Though fibromuscular dysplasia may be diagnosed in children, the rare vascular disease is seen much more commonly in adult patients. Adult patients represent only 25 percent of the rare disease community—7.5 million of the 30 million Americans who are impacted by rare disease. Most rare diseases are diagnosed when patients are children, and indeed, the majority of those children do not live to become adults.

However, being an adult patient presents its own unique set of challenges. Adult patients are their own advocates while attempting to balance the realities of life as an adult—spouses, jobs, children—and while managing their conditions. However, much of the rare disease community's language fails to recognize adults patients.

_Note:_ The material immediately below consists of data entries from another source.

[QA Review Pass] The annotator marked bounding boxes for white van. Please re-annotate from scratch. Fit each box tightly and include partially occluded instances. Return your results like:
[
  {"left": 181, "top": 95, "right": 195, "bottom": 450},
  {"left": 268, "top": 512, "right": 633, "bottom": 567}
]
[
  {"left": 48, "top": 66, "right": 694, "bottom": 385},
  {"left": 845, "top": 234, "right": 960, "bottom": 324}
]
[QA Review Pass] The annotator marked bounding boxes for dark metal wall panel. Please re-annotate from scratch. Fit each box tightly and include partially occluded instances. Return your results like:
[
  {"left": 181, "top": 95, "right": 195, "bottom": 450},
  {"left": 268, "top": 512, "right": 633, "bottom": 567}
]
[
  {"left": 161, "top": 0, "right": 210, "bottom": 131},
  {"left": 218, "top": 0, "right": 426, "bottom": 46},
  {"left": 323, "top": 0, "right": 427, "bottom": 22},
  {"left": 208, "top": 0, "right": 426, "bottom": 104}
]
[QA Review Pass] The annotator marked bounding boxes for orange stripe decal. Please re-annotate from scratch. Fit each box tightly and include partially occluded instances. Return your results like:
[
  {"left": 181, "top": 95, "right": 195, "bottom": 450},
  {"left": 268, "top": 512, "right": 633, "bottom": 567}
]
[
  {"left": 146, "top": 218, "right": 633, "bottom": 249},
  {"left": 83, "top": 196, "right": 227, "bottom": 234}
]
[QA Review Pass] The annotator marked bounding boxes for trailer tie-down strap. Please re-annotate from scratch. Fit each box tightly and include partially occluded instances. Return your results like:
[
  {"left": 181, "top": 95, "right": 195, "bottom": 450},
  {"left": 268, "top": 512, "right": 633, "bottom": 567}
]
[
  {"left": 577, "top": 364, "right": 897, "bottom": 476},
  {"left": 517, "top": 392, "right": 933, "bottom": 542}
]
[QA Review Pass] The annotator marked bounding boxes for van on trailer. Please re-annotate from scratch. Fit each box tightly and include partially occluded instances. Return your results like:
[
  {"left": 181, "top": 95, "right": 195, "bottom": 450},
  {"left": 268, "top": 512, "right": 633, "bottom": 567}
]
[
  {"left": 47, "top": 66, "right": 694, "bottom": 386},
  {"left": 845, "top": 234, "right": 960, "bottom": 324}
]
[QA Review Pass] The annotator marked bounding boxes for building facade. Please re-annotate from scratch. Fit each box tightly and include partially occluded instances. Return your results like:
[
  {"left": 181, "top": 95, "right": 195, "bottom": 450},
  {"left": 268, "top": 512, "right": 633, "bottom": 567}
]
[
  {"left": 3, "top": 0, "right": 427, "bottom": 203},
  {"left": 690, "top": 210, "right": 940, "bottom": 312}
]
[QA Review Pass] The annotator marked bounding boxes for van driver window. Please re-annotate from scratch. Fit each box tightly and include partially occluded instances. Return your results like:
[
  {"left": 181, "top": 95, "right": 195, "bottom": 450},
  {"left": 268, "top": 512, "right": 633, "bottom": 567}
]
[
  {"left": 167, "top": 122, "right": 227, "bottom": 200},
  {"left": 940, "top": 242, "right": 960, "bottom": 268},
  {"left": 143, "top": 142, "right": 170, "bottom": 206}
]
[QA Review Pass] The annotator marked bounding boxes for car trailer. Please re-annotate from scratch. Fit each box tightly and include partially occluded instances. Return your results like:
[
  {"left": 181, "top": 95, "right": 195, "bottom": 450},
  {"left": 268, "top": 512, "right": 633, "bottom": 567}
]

Here, one mother of an adult FMD patient shares her perspective:

My daughter is an adult with a rare disease—fibromuscular dysplasia. She is no longer a cute little kid, but she is still my child. The thought that you could lose your child breaks your heart, no matter what age. Even though she manages her own medical treatment and has the support of a wonderful husband, we have always been there for the surgeries, the invasive tests, and the long recuperations. When your child has a rare and serious disease you can never completely relax because the next ring of the phone may bring dreaded news. I try to not let the knowledge that I will never have grandchildren make me bitter. I confess that the probability that my husband and I will outlive our only child is a bleak prospect.

FMD Chat encourages adult patients to make their voices heard in the rare disease community on this Rare Disease Day, Feb. 28, 2014, and throughout the rest of the year. Help educate rare disease organizations such as the National Organization for Rare Disorders, the Global Genes Project, EURORDIS, and others about what it means for you to be a rare disease patient.